An apparently elementary question that bugs me for quite some time:
(1) Why are the integers with the cofinite topology not path-connected?
Recall that the open sets in the cofinite topology on a set are the subsets whose complement is finite or the entire space.
Obviously, the integers are connected in the cofinite topology, but to prove that they are not path-connected is much more subtle. I admit that this looks like the next best homework problem (and was dismissed as such in this thread), but if you think about it, it does not seem to be obvious at all.
An equivalent reformulation of (1) is:
(2) The unit interval $[0,1] \subset \mathbb{R}$ cannot be written as a countable union of pairwise disjoint non-empty closed sets.
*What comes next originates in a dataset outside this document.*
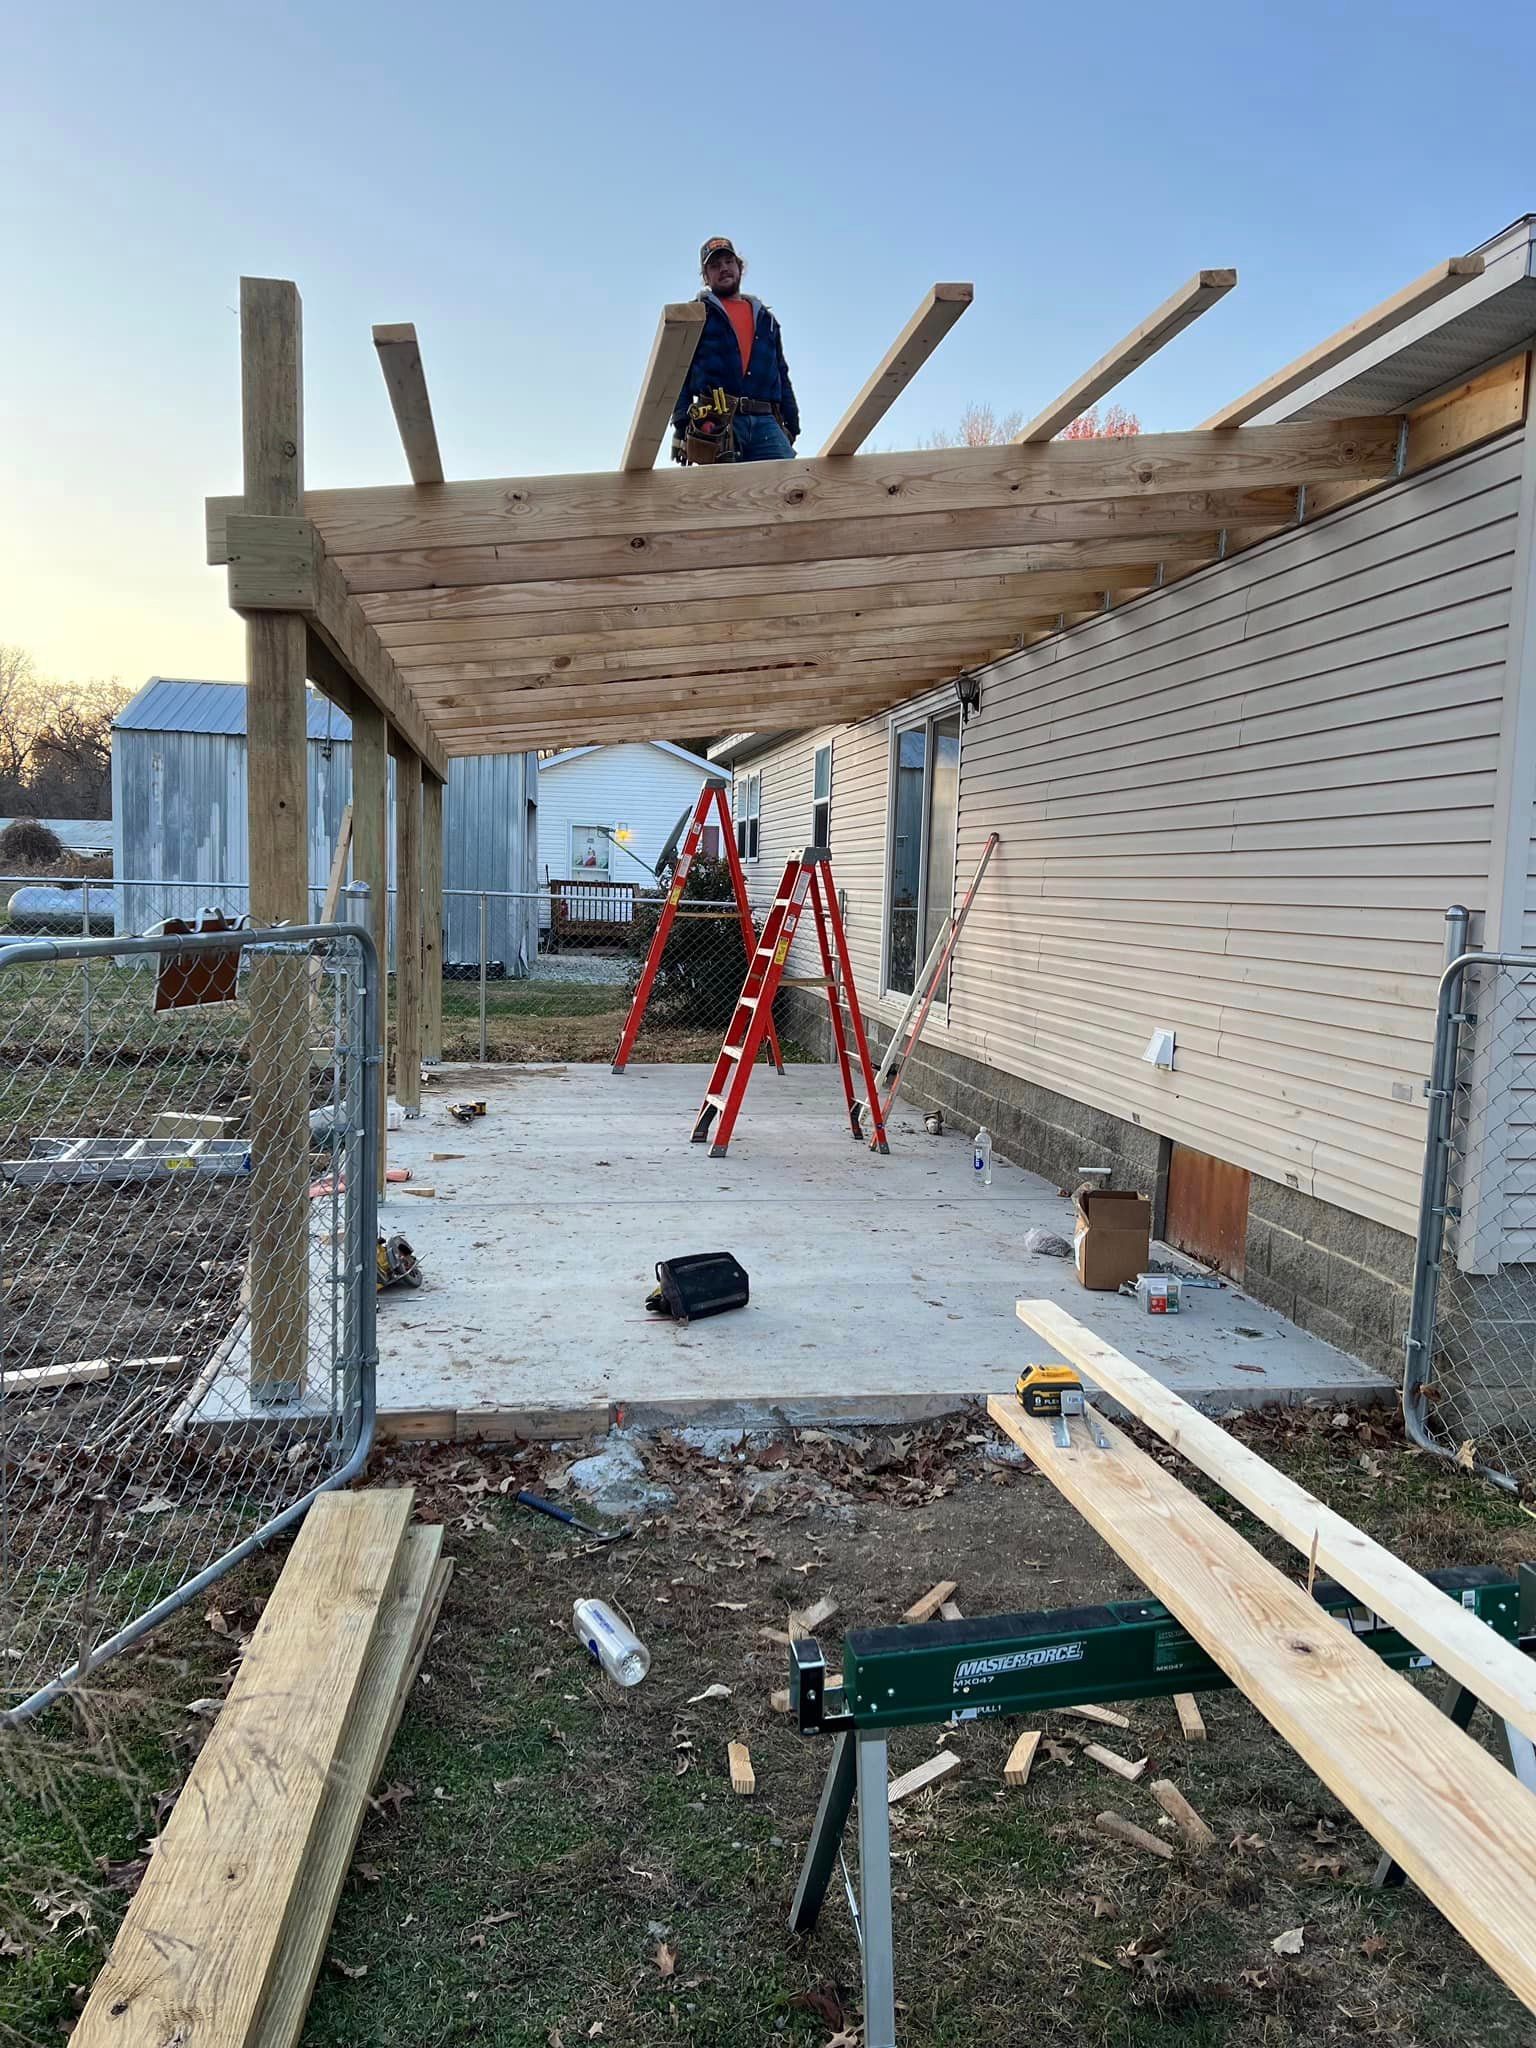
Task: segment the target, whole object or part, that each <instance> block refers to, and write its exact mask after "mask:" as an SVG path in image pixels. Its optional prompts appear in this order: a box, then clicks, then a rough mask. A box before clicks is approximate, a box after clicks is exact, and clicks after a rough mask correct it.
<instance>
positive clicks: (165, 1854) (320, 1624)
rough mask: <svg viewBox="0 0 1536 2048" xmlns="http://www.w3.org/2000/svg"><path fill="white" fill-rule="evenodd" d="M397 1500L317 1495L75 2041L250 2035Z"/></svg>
mask: <svg viewBox="0 0 1536 2048" xmlns="http://www.w3.org/2000/svg"><path fill="white" fill-rule="evenodd" d="M410 1509H412V1489H410V1487H391V1489H367V1491H358V1493H326V1495H322V1497H319V1499H317V1501H315V1505H313V1507H311V1509H309V1513H307V1518H305V1522H303V1528H301V1530H299V1536H297V1540H295V1544H293V1550H291V1552H289V1561H287V1565H285V1567H283V1575H281V1579H279V1583H276V1589H274V1591H272V1597H270V1599H268V1604H266V1612H264V1614H262V1618H260V1622H258V1624H256V1632H254V1636H252V1640H250V1649H248V1651H246V1657H244V1661H242V1665H240V1671H238V1673H236V1681H233V1686H231V1688H229V1698H227V1700H225V1704H223V1710H221V1712H219V1718H217V1720H215V1724H213V1733H211V1735H209V1739H207V1743H205V1747H203V1753H201V1755H199V1759H197V1763H195V1765H193V1774H190V1778H188V1782H186V1788H184V1792H182V1798H178V1800H176V1808H174V1812H172V1815H170V1821H168V1823H166V1829H164V1833H162V1835H160V1845H158V1849H156V1853H154V1858H152V1860H150V1868H147V1870H145V1874H143V1882H141V1884H139V1890H137V1894H135V1898H133V1903H131V1907H129V1911H127V1915H125V1919H123V1925H121V1927H119V1933H117V1939H115V1942H113V1950H111V1956H109V1958H106V1964H104V1968H102V1972H100V1974H98V1978H96V1985H94V1989H92V1993H90V1999H88V2001H86V2009H84V2013H82V2015H80V2023H78V2028H76V2032H74V2036H72V2038H74V2040H76V2044H78V2048H160V2044H164V2042H166V2040H174V2038H176V2036H178V2034H180V2032H182V2023H184V2015H186V2013H199V2017H201V2023H203V2028H205V2032H207V2038H209V2040H219V2042H248V2040H250V2038H252V2034H254V2028H256V2019H258V2013H260V2007H262V2001H264V1997H266V1991H268V1987H270V1982H272V1976H274V1972H276V1962H279V1950H281V1944H283V1935H285V1929H287V1925H289V1919H291V1905H293V1898H295V1892H297V1888H299V1884H301V1880H303V1870H305V1864H307V1860H309V1858H311V1853H313V1849H315V1843H317V1837H319V1821H322V1815H324V1804H326V1792H328V1786H330V1778H332V1772H334V1769H336V1765H338V1761H340V1759H342V1757H344V1753H346V1747H348V1733H350V1726H352V1720H354V1714H356V1706H358V1698H360V1694H362V1686H365V1677H367V1671H369V1653H371V1651H373V1645H375V1638H377V1634H379V1628H381V1624H383V1618H385V1614H387V1612H389V1606H391V1593H393V1591H395V1585H397V1571H399V1565H401V1556H403V1540H406V1526H408V1522H410ZM410 1634H412V1630H406V1642H410ZM362 1790H367V1788H362ZM356 1796H358V1802H360V1798H362V1792H358V1794H356Z"/></svg>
I can prove this, but I'm not really satisfied with my argument, see below.
My questions are:
- Does anybody know a reference for a proof of (1), (2) or an equivalent statement, and if so, do you happen to know who has proved this originally?
- Do you have an easier or slicker proof than mine?
Here's an outline of my rather clumsy proof of (2):
Let $[0,1] = \bigcup_{n=1}^{\infty} F_{n}$ with $F_{n}$ closed, non-empty and $F_{i} \cap F_{j} = \emptyset$ for $i \neq j$.
The idea is to construct by induction a decreasing family $I_{1} \supset I_{2} \supset \cdots$ of non-empty closed intervals such that $I_{n} \cap F_{n} = \emptyset$. Then $I = \bigcap_{n=1}^{\infty} I_{n}$ is non-empty. On the other hand, since every $x \in I$ lies in exactly one $F_{n}$, and since $x \in I \subset I_{n}$ and $I_{n} \cap F_{n} = \emptyset$, we see that $I$ must be empty, a contradiction.
In order to construct the decreasing sequence of intervals, we proceed as follows:
Since $F_{1}$ and $F_{2}$ are closed and disjoint, there are open sets $U_{1} \supset F_{1}$ and $U_{2} \supset F_{2}$ such that $U_{1} \cap U_{2} = \emptyset$. Let $I_{1} = [a,b]$ be a connected component of $[0,1] \smallsetminus U_{1}$ such that $I_{1} \cap F_{2} \neq \emptyset$. By construction, $I_{1}$ is not contained in $F_{2}$, so by connectedness of $I_{1}$ there must be infinitely many $F_{n}$'s such that $F_{n} \cap I_{1} \neq \emptyset$.
Replacing $[0,1]$ by $I_{1}$ and the $F_{n}$'s by a (monotone) enumeration of those $F_{n}$ with non-empty intersection with $I_{1}$, we can repeat the argument of the previous paragraph and get $I_{2}$.
[In case we have thrown away $F_{3}, F_{4}, \ldots, F_{m}$ in the induction step (i.e, their intersection with $I_{1}$ is empty but $F_{m+1} \cap I_{1} \neq \emptyset$), we put $I_{3}, \ldots, I_{m}$ to be equal to $I_{2}$ and so on.]
Added: Feb 15, 2011
I was informed that a proof of (2) appears in C. Kuratowski, Topologie II, §42, III, 6 on p.113 of the 1950 French edition, with essentially the same argument as I gave above. There it is attributed to W. Sierpiński, Un théorème sur les continus, Tôhoku Mathematical Journal 13 (1918), p. 300-303.
Best Answer
I happen to have been thinking about this question recently. The proof I like uses the fact that a nested sequence of open intervals has non-empty intersection provided neither end point is eventually constant. Now one inductively constructs a sequence of such intervals as follows. Each interval is a component of the complement of the union of the first n closed sets, for some n. Then wait till the next closed set intersects that interval. (If it never does, then we're trivially done.) It cannot fill the whole interval, and indeed must miss out an interval at the left and an interval at the right. So pass to one of those subintervals in such a way that your left-right choices alternate. Done.
PS The question (with closed intervals instead of closed sets) was an exercise on the first sheet of Cambridge's Analysis I course last year.